日本の自動車メーカーは今すぐ「バッテリーev」にかじを切るべきだ! 業績絶好調&hvシフトの時こそチャンスである

盛況だった「東京オートサロン2024」の様子(画像:東京オートサロン事務局)

 例えば、出張先や旅先で撮影した高画質な動画を、PCやスマートフォンを介さずに車内のスマートデバイスにバックアップし、同時に5G回線を介して外部のクラウドサービスにアップロードし、プロジェクトのチームメンバーと共有することができる。そして、そのすべての操作を音声操作で行うことができれば、より運転との親和性が高まる。

 そのとき、現在のようにスマートフォンと接続することはないだろう。法律上の要件さえ満たせば、クルマ自体に通信機能を持たせ、「e-SIM」などに対応させることも容易になるだろう。

 つまり、クルマは従来の移動手段としてのクルマを超え、独自の通信機能と生成AIを備えた

「パーソナルデジタルアシスタント」

になる可能性が高い。しかも、その機能や能力は、スマートフォンやモバイルPCを軽々と上回る可能性がある。

 BEVに注力することは、電池技術のさらなる進化による災害対策や生活パフォーマンスの向上、さらには数々のAI技術を駆使したクルマそのもののスマートデバイス化など、新たな「生活の変化」につながる。それは日本だけでなく、世界中で求められることになるだろう。

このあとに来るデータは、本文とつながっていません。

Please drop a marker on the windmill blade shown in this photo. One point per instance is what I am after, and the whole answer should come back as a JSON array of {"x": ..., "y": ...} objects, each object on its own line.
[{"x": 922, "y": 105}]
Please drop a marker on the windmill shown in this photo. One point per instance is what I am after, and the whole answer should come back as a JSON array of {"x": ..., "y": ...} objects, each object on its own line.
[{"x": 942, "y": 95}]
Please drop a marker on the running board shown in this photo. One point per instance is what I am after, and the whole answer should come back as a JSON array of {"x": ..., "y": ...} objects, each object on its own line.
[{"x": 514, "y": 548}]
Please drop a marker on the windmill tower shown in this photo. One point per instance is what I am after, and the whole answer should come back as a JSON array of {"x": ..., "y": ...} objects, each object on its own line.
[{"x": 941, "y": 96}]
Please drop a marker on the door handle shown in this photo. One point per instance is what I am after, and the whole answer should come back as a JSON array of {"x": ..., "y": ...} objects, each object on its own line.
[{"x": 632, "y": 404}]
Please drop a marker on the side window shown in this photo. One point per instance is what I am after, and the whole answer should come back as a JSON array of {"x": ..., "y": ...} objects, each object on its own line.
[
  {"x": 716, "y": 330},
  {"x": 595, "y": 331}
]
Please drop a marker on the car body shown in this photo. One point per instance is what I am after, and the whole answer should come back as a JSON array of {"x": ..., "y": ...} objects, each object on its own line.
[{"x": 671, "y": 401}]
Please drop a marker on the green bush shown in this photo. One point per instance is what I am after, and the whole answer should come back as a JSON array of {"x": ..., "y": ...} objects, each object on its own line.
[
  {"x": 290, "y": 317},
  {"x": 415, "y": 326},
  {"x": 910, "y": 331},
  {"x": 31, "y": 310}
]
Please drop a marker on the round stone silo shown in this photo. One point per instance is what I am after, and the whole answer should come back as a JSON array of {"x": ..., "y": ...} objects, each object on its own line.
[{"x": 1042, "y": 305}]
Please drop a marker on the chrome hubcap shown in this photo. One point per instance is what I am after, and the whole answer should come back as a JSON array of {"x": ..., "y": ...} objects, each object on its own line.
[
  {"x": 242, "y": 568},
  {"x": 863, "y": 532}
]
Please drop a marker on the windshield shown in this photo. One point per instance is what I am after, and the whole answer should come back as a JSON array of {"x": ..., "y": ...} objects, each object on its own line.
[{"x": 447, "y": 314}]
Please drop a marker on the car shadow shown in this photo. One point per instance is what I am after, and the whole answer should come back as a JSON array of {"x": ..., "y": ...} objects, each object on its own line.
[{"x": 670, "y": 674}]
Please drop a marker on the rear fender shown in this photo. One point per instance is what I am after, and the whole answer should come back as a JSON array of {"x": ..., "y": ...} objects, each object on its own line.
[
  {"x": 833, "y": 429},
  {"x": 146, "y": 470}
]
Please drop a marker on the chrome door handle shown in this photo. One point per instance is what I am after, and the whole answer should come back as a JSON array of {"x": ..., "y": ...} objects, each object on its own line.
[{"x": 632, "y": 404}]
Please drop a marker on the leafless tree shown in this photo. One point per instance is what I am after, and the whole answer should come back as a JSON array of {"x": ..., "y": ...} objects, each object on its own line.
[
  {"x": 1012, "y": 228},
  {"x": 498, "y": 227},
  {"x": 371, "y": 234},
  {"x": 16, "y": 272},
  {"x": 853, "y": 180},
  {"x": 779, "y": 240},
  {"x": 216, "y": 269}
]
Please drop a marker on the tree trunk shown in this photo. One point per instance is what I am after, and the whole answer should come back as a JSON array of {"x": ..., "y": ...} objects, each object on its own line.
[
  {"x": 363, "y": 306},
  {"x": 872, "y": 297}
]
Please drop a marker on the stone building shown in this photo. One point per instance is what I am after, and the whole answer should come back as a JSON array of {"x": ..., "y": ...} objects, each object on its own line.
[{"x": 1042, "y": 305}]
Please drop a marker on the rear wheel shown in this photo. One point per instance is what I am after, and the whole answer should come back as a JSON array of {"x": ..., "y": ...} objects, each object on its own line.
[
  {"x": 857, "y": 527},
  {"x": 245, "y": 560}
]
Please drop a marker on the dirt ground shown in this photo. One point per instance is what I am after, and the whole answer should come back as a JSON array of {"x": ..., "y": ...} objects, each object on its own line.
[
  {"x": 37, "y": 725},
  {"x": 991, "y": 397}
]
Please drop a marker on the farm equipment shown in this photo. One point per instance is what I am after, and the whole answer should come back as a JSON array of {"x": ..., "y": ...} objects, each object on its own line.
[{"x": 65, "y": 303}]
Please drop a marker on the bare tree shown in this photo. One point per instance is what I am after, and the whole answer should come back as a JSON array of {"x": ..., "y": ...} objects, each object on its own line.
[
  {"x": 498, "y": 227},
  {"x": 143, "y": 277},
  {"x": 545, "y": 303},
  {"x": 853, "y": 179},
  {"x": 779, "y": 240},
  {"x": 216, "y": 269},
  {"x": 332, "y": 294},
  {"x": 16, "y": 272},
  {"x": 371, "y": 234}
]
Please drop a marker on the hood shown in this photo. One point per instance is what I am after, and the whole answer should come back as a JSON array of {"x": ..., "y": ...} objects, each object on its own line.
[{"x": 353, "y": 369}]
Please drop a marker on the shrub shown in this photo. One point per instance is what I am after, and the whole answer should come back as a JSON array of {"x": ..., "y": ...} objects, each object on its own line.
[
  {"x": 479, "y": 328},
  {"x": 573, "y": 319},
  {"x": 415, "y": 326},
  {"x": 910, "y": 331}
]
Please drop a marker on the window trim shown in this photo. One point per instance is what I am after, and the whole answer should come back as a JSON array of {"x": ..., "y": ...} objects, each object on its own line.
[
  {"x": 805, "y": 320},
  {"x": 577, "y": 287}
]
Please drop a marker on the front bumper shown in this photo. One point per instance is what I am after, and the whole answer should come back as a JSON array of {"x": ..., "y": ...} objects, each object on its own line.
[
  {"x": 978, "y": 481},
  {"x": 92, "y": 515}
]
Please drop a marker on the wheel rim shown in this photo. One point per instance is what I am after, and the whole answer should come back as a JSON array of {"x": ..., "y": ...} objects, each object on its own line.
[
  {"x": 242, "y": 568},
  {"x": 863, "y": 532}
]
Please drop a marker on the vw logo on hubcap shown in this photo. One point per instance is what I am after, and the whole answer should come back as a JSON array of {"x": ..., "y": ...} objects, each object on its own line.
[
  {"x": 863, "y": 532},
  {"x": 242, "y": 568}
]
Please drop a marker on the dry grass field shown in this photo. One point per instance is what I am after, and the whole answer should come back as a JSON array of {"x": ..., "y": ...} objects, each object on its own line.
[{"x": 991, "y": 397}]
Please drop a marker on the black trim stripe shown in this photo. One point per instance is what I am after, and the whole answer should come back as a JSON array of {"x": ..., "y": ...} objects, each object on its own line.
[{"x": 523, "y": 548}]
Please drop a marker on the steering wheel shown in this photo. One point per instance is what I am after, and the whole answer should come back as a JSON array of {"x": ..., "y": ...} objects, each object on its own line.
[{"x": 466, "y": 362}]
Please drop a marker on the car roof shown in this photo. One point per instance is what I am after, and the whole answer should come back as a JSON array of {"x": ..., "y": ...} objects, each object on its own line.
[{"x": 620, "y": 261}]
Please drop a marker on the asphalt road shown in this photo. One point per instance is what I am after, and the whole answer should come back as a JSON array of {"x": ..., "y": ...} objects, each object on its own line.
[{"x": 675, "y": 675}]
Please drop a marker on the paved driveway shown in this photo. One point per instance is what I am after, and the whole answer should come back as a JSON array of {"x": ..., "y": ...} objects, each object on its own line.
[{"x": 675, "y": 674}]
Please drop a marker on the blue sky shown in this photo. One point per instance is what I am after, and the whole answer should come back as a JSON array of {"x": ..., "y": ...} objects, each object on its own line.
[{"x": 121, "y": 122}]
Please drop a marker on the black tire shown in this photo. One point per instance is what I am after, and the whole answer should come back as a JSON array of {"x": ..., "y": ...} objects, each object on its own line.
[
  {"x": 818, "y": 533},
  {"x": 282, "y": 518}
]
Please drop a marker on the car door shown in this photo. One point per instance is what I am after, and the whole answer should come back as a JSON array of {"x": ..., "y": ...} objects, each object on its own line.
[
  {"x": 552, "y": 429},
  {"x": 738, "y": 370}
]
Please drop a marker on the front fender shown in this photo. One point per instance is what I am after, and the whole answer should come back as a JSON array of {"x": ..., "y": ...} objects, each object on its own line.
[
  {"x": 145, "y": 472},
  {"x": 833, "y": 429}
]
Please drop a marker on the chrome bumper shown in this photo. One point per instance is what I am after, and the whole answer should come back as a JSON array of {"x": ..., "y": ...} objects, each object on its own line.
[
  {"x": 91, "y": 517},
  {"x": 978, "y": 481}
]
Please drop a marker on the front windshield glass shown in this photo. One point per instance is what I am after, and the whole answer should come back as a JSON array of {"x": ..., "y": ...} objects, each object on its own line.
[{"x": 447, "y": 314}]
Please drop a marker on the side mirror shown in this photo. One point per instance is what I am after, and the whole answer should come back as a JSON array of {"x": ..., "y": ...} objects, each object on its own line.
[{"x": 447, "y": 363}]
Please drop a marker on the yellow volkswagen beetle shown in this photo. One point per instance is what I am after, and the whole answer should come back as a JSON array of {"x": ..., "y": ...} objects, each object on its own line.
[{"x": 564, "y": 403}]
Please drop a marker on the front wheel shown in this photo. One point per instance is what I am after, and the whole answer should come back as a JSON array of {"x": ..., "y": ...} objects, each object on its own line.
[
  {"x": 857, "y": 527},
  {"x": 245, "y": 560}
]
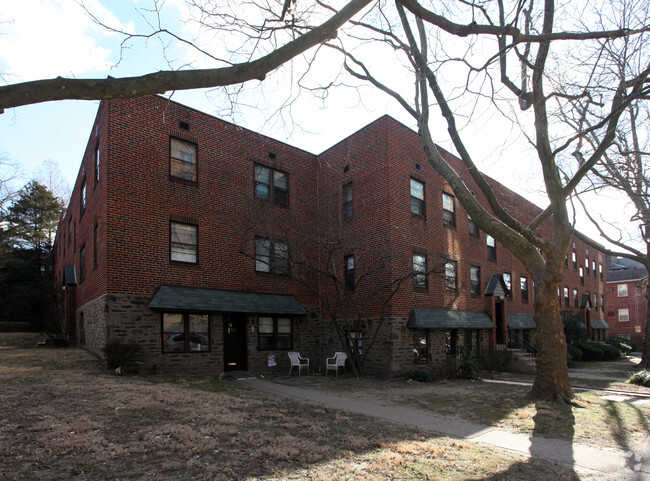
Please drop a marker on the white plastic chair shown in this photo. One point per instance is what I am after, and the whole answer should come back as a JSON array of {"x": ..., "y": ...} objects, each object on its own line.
[
  {"x": 298, "y": 361},
  {"x": 333, "y": 363}
]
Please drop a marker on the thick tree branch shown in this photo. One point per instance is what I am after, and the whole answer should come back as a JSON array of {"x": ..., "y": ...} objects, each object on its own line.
[{"x": 60, "y": 88}]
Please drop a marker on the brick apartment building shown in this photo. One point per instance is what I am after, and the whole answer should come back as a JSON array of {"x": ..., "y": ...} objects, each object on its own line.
[
  {"x": 190, "y": 236},
  {"x": 625, "y": 295}
]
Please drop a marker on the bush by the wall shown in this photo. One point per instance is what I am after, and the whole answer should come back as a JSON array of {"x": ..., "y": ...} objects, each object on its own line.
[
  {"x": 591, "y": 351},
  {"x": 419, "y": 375},
  {"x": 610, "y": 353},
  {"x": 574, "y": 354},
  {"x": 641, "y": 378},
  {"x": 121, "y": 354},
  {"x": 625, "y": 345}
]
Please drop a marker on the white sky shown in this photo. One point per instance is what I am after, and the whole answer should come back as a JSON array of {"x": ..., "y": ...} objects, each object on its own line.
[{"x": 47, "y": 38}]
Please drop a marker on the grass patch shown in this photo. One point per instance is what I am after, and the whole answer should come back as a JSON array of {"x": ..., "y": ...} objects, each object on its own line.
[{"x": 65, "y": 416}]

 スマートフォンやドローンも基礎技術で先行していたはずの日本。もし、今シーズンの業績好調に安心してBEVへの注力を怠れば、再び「ゲームチェンジャー」になる機会を失うことになる。

 BEVが日常の乗り物となり、日本が再び「青い空」を取り戻したとき、道を走る国産車のシェアは現在のスマートフォンと同じになるのではないか。東京オートサロン2024でオートバックスの展示を見たとき、そんな危惧が筆者の脳裏をよぎった。